# Turing Machine & Deep Learning 2023
*Author: Satchit Chatterji (satchit.chatterji@gmail.com)*

## Lecture 2: Supervised ML (Classification)
> Today's question: How can I classify handwritten digits?

The MNIST dataset is a widely used benchmark dataset in machine learning and computer vision. It consists of a collection of 70,000 grayscale images of handwritten digits from 0 to 9. Each image is a 28x28 pixel square, making it a 28x28 matrix of numerical values. The MNIST dataset is often used for tasks such as digit recognition and serves as a fundamental dataset for developing and evaluating various image classification algorithms and models.

Today, we'll try to classify digits in this dataset using methods we learnt in the lecture.

#### Learning outcomes:
- Using benchmark data sets (MNIST)
- Reshaping inputs, outputs
- Logistic Regression
- Decision Trees
- Random Forests
- SVMs

# Loading MNIST

Because it is so popular, we can get an easily-accessible version via e.g. [TensorFlow](https://www.tensorflow.org/) that already comes with a test/train split.

In [None]:
# get dataset
from tensorflow.keras.datasets import mnist
# get common libraries
import matplotlib.pyplot as plt
import numpy as np

## Exploring MNIST

In [None]:
# load data

### Label distribution

In [None]:
plt.hist(...)
plt.xticks(0.9*np.arange(10)+0.45, range(10))

plt.ylabel(...)
plt.xlabel(...)
plt.show()

### Exploring the images

In [None]:
# shape of the datasets

In [None]:
# shape of each image

In [None]:
# plot first image


In [None]:
# plot a bunch more images

fig, axs = plt.subplots(5,5)
axs = axs.flatten()
fig.tight_layout(pad=0.3)

for i, ax in enumerate(axs):
    ax.imshow(...)
    ax.set_title(...)
    ax.axis("off")

### Reshaping MNIST

The ML algorithms used in this notebook usually expect the input to be a vector, and not a matrix. Thus, we need to reshape the samples into a single vector that is 784 dimensions long.

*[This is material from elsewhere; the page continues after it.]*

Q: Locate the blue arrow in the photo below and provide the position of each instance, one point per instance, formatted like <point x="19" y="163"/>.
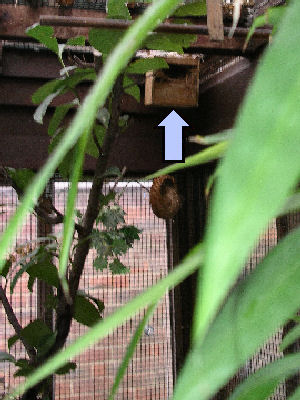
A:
<point x="173" y="137"/>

Later on, we will also need to reshape these back into single images, so we add a function for that too.

In [None]:
def flatten_mnist(samples):
    return ...

def unflatten_mnist(image):
    return ...

train_X, test_X = flatten_mnist(train_X), flatten_mnist(test_X)

# Logistic Regression

In [None]:
from sklearn.linear_model import LogisticRegression

... # create the logistic regression object
... # fit on training data

### Metrics

In [None]:
from sklearn.metrics import confusion_matrix as cm
import seaborn as sns

# compute cm and plot

The raw confusion matrix for such an accurate baseline model doesn't seem to be too helpful. Instead, we can get the metrics computed directly for us.

In [None]:
# use a function from sklearn for a full classification report
from sklearn.metrics import classification_report

# make predictions
...
# send to classification_report
print("Logistic Regression")
print(classification_report(test_y, pred_y, digits=4))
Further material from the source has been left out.